Again we need some context to understand why Abraham does not, in the face of all he has just heard, accept that God will do what God will do…
When Abraham and Lot prospered they decided to divide the land between them and the land that Lot settled in was the land with the cities of Sodom and Gomorrah within it.
That is when Abraham begins to argue with the Lord. He tries to negotiate with God - I know there’s a lot of bad people there God but if you find a few good ones would you not save the city just say if you found 40? God agrees, but then Abraham tries again - say if you found 35 would you save them, and God agrees and so it goes until in the end we know what Abraham wins from God is that Lot and his daughters will be saved from God’s destruction.
Whether that was a good thing or not is a story for another day but there are two things we can take away from this little passage today:
The first is that the journey of faith is not a smooth and easy ride, God’s purpose for us is something that even Abraham struggled with, bouncing between trust and doubt throughout his journey, but the key to Abraham’s happiness, and to ours, is to trust God.
And the second is about our relationship with God. When we think of the Bible even on Bible Sunday it’s easy to think of a static set of words rather than living faith - but the words in this Book are not of the laws set in stone but of the journeys of the people of God and their living, breathing relationship with God, a relationship that is a two-way thing not just a set of demands from God imposed upon us.

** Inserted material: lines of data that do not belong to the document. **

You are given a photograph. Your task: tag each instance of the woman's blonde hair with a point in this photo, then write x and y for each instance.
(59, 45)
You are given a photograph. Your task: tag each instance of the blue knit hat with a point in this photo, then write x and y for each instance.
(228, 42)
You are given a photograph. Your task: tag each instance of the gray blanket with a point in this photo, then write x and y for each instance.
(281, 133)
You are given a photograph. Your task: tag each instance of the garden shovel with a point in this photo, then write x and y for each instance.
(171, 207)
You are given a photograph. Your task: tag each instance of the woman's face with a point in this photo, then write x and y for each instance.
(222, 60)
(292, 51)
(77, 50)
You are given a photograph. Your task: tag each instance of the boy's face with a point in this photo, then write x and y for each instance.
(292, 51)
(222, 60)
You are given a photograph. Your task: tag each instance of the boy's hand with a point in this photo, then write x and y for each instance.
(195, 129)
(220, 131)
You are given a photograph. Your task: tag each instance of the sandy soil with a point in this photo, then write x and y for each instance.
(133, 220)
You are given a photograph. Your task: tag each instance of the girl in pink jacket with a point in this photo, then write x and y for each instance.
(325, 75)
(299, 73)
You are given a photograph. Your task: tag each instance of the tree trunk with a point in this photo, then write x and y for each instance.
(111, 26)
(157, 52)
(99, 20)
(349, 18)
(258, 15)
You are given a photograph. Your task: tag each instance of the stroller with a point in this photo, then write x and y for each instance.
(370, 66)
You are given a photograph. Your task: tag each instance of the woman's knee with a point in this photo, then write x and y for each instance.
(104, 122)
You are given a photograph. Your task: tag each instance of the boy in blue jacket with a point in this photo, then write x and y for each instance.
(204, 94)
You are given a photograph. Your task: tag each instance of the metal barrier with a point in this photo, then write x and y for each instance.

Unlike Abraham we know this because in the Bible we have the full story of the living word of God, and we know that it is not just the story of the trust and love that God demands from us but of the God who trusts us so much that like Abraham he was prepared to sacrifice his son for us.
Jesus is the living breathing word of God.
The Bible is full of accounts of the journeys of our fellow pilgrims and all show us that life is a bumpy passage. But what we do have is the knowledge of the culmination of the love and trust of God, the living word, Jesus Christ whose trust was such that he went to the cross - he lived and died that we might know him resurrected through the pages of this book. In our Gospel today Jesus asked the scribes the question “Why do you think with evil in your hearts? For which is easier, to say, “Your sins are forgiven”, or to say, “Stand up and walk”?
There are many things in life, on our journey of faith that make us doubt the promise of God, when we hit life’s difficulties, when we want to give up and lie on a mat, or even times when we simply cannot get up any more, when we might feel like arguing or even being angry with God - and unlike the man in the Gospel we do not have the living Word of God standing in front of us commanding us to get up and walk- but these miracles for the fortunate few were simply signs of the power of God. What we have in this living book is the promise of the far harder truth - that through Jesus, the living Word, our sins are forgiven, we are the blessed people of God.
Even on the worst of days that is surely enough. Thanks be to God, Amen.